Now that we have a dataset and a basic RAG flow, we need to evaluate how well the retrieval works. We use the same approach from module 04: generate ground truth data and measure Hit Rate and MRR.
First, write a clear README that describes the problem, the data, and how to run the project.
A good README should include:
- What the project does
- The dataset used
- How to install dependencies (
uv sync) - How to run the application
- How to run the Jupyter notebook
You can use ChatGPT to help draft the README. Give it your project criteria, describe your dataset, and ask it to write a problem description. Then edit the result to make it concise.
We need questions with known relevant documents.
We generate these with an LLM, asking it to create questions for each exercise:
prompt1_template = """
You are a fitness expert generating evaluation questions.
For the exercise below, generate 2 questions that a user might ask.
Return the result as a JSON array with objects containing 'id' and 'question' fields.
Exercise: {exercise_name}
Activity type: {type_of_activity}
Equipment: {type_of_equipment}
Body part: {body_part}
Muscle groups: {muscle_groups_activated}
Instructions: {instructions}
""".strip()
from tqdm.auto import tqdm
import json
df = pd.read_csv('data/data.csv')
results = []
for _, row in tqdm(df.iterrows(), total=len(df)):
prompt = prompt1_template.format(**row.to_dict())
response = openai_client.responses.create(
model='gpt-5.4-mini',
input=[{'role': 'user', 'content': prompt}]
)
questions = json.loads(response.output_text)
for q in questions:
q['id'] = row['id']
results.append(q)
df_questions = pd.DataFrame(results)
df_questions.to_csv('data/ground-truth-retrieval.csv', index=False)Load the ground truth:
df_question = pd.read_csv('data/ground-truth-retrieval.csv')
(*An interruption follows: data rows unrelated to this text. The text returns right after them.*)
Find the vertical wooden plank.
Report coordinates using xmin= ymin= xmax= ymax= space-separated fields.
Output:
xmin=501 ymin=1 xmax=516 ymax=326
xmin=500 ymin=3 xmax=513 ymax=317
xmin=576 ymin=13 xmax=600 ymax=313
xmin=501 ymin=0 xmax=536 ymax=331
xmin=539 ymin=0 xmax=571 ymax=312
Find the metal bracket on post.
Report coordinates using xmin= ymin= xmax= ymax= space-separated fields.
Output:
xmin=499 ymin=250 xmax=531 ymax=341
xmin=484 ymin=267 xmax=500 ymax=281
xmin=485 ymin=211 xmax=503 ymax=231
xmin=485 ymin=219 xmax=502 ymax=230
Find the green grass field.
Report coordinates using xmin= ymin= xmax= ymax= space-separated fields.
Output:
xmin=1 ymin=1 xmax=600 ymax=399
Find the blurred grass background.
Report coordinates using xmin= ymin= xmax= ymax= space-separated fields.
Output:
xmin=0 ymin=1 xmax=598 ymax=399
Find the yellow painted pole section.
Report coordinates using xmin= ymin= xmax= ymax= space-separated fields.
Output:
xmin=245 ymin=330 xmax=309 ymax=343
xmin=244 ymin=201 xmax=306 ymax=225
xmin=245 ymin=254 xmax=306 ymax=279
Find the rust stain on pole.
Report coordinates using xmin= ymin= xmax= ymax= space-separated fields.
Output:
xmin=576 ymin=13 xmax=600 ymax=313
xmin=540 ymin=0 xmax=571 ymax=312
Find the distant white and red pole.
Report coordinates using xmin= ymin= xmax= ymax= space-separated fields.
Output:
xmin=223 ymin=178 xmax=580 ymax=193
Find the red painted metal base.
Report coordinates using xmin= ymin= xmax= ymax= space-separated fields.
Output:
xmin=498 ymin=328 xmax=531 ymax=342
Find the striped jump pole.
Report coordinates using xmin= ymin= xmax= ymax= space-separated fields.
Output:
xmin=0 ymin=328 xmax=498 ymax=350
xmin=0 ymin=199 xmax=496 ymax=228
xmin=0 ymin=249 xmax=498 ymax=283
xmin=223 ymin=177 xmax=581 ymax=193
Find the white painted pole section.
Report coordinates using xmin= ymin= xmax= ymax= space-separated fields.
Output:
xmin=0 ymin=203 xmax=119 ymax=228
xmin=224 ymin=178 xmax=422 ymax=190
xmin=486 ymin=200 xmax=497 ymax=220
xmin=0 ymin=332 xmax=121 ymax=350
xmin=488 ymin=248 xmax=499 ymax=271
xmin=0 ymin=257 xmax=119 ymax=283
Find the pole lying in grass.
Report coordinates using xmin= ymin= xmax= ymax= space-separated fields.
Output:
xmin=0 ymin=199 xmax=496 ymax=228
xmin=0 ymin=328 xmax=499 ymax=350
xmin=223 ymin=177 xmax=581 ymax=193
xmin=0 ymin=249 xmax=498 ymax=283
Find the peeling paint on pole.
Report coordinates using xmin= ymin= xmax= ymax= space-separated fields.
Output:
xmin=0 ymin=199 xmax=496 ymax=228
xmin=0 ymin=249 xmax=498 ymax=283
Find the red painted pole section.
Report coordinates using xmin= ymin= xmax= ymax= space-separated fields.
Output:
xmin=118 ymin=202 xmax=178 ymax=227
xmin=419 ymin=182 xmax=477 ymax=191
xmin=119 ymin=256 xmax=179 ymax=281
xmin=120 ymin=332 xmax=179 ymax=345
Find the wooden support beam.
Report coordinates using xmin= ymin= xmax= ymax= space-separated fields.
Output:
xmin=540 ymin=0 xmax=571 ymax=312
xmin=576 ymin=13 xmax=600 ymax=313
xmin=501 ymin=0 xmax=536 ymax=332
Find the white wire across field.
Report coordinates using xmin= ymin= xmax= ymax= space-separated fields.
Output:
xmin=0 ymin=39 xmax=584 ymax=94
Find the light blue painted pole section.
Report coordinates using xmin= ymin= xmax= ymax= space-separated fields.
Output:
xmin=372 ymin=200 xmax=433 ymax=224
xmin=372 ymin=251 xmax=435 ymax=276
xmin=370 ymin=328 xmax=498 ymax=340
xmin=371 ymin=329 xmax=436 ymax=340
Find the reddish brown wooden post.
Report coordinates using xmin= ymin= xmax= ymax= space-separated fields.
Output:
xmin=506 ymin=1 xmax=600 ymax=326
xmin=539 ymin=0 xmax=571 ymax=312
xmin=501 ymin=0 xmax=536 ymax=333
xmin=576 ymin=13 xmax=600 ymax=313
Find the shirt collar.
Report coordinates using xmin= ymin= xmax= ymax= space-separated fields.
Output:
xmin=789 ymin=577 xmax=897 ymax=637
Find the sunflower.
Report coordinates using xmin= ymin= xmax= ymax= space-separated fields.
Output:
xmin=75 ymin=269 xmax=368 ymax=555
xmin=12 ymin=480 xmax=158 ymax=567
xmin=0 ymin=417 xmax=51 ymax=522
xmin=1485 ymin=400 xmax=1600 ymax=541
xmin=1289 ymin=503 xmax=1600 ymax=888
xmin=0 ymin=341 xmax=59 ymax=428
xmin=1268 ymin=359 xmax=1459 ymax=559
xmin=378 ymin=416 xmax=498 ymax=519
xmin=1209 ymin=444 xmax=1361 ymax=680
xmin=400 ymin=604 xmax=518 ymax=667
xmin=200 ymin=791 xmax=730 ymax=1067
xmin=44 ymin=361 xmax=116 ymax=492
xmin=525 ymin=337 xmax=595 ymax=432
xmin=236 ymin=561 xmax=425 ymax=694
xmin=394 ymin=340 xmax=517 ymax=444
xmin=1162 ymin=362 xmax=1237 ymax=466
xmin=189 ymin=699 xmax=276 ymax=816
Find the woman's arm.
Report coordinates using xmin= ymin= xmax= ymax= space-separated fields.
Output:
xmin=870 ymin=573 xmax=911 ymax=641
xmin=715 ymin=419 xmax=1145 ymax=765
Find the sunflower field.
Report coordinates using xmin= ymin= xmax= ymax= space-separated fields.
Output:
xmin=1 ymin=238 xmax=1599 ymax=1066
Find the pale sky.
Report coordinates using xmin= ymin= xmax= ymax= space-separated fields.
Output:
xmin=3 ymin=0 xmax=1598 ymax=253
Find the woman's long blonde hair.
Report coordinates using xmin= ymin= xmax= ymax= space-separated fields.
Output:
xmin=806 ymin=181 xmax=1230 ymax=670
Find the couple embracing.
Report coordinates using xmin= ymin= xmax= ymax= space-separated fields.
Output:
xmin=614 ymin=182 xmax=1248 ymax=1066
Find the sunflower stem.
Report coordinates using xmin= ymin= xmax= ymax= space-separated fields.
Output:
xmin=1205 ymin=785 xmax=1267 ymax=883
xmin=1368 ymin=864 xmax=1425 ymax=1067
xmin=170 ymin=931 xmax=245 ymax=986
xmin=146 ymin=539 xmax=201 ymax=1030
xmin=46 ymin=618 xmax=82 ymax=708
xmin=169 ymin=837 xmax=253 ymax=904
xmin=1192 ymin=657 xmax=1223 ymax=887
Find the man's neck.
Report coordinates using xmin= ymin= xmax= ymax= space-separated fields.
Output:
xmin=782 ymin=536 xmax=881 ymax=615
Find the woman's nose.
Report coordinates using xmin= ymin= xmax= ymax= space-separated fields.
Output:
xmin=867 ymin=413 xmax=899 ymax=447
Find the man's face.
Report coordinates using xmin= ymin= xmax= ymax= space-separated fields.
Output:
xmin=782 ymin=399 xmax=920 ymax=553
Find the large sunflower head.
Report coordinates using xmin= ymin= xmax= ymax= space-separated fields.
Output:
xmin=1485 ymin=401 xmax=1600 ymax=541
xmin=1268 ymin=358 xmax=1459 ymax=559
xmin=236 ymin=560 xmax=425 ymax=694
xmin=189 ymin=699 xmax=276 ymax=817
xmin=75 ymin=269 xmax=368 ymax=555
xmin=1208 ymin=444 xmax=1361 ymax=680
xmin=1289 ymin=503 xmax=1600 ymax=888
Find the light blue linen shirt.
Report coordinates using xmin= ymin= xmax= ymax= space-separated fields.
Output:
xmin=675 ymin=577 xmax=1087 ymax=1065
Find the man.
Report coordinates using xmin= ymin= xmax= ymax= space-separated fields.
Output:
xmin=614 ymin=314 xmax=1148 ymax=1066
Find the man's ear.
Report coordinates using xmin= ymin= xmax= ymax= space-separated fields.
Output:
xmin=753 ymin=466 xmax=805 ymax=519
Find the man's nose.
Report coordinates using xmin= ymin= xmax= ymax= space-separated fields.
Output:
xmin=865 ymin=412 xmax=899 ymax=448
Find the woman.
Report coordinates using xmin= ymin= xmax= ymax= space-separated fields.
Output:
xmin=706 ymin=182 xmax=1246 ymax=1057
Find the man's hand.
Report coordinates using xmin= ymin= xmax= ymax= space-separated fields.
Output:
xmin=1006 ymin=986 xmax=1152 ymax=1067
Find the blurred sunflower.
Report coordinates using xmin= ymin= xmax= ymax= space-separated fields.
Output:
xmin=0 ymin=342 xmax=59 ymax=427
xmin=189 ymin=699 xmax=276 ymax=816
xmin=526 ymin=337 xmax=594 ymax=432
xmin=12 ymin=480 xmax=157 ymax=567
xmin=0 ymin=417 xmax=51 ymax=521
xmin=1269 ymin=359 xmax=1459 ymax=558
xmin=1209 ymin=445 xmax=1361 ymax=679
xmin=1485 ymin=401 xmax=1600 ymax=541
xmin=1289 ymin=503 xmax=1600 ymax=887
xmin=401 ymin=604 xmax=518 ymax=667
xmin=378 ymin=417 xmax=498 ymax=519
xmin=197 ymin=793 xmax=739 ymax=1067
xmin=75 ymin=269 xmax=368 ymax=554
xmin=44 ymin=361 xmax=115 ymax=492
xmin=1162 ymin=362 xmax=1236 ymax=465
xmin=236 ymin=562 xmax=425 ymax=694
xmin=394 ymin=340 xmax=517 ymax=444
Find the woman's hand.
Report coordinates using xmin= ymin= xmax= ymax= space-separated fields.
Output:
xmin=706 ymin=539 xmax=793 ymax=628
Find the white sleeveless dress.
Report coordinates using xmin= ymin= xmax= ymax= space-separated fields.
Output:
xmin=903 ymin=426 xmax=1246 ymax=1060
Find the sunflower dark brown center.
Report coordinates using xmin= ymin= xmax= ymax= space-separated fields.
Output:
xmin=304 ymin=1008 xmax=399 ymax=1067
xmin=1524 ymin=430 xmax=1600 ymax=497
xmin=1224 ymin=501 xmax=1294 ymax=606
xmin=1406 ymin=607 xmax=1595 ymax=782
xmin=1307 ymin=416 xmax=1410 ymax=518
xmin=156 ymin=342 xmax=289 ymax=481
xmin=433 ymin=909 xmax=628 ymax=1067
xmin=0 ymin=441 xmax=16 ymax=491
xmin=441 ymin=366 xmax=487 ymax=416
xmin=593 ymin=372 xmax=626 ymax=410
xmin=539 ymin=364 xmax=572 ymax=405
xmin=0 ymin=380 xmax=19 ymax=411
ground_truth = df_question.to_dict(orient='records')We use the same Hit Rate and MRR metrics from module 04:
def hit_rate(relevance_total):
cnt = 0
for line in relevance_total:
if True in line:
cnt += 1
return cnt / len(relevance_total)
def mrr(relevance_total):
total_score = 0.0
for line in relevance_total:
for rank in range(len(line)):
if line[rank]:
total_score += 1 / (rank + 1)
break
return total_score / len(relevance_total)
def evaluate(ground_truth, search_function):
relevance_total = []
for q in tqdm(ground_truth):
doc_id = q['id']
results = search_function(q)
relevance = [d['id'] == doc_id for d in results]
relevance_total.append(relevance)
return {
'hit_rate': hit_rate(relevance_total),
'mrr': mrr(relevance_total)
}Evaluate the default search (no boosting):
evaluate(ground_truth, lambda q: search(q['question']))We can optimize the boost values for each field using random search.
Split the ground truth into validation and test sets:
df_validation = df_question[:100]
df_test = df_question[100:]
gt_val = df_validation.to_dict(orient='records')
gt_test = df_test.to_dict(orient='records')Define the search function with configurable boost:
def minsearch_search(query, boost=None):
if boost is None:
boost = {}
results = index.search(
query=query,
filter_dict={},
boost_dict=boost,
num_results=10
)
return resultsRandom search over boost values:
import random
def simple_optimize(param_ranges, objective_function, n_iterations=10):
best_params = None
best_score = float('-inf')
for _ in range(n_iterations):
current_params = {}
for field, (low, high) in param_ranges.items():
current_params[field] = random.uniform(low, high)
current_score = objective_function(current_params)
if current_score > best_score:
best_score = current_score
best_params = current_params
return best_params
param_ranges = {
'exercise_name': (0.0, 3.0),
'type_of_activity': (0.0, 3.0),
'type_of_equipment': (0.0, 3.0),
'body_part': (0.0, 3.0),
'type': (0.0, 3.0),
'muscle_groups_activated': (0.0, 3.0),
'instructions': (0.0, 3.0),
}
def objective(boost_params):
def search_function(q):
return minsearch_search(q['question'], boost=boost_params)
results = evaluate(gt_val, search_function)
return results['hit_rate']
best_params = simple_optimize(param_ranges, objective, n_iterations=20)
print('Best boost parameters:', best_params)Now use these optimized boost values in the search:
def search(query):
boost = {
'exercise_name': 2.11,
'type_of_activity': 1.46,
'type_of_equipment': 0.65,
'body_part': 2.65,
'type': 1.31,
'muscle_groups_activated': 2.54,
'instructions': 0.74
}
results = index.search(
query=query,
filter_dict={},
boost_dict=boost,
num_results=10
)
return resultsEvaluate on the test set:
evaluate(gt_test, lambda q: search(q['question']))The optimized boost values should give significantly better Hit Rate and MRR than the default search.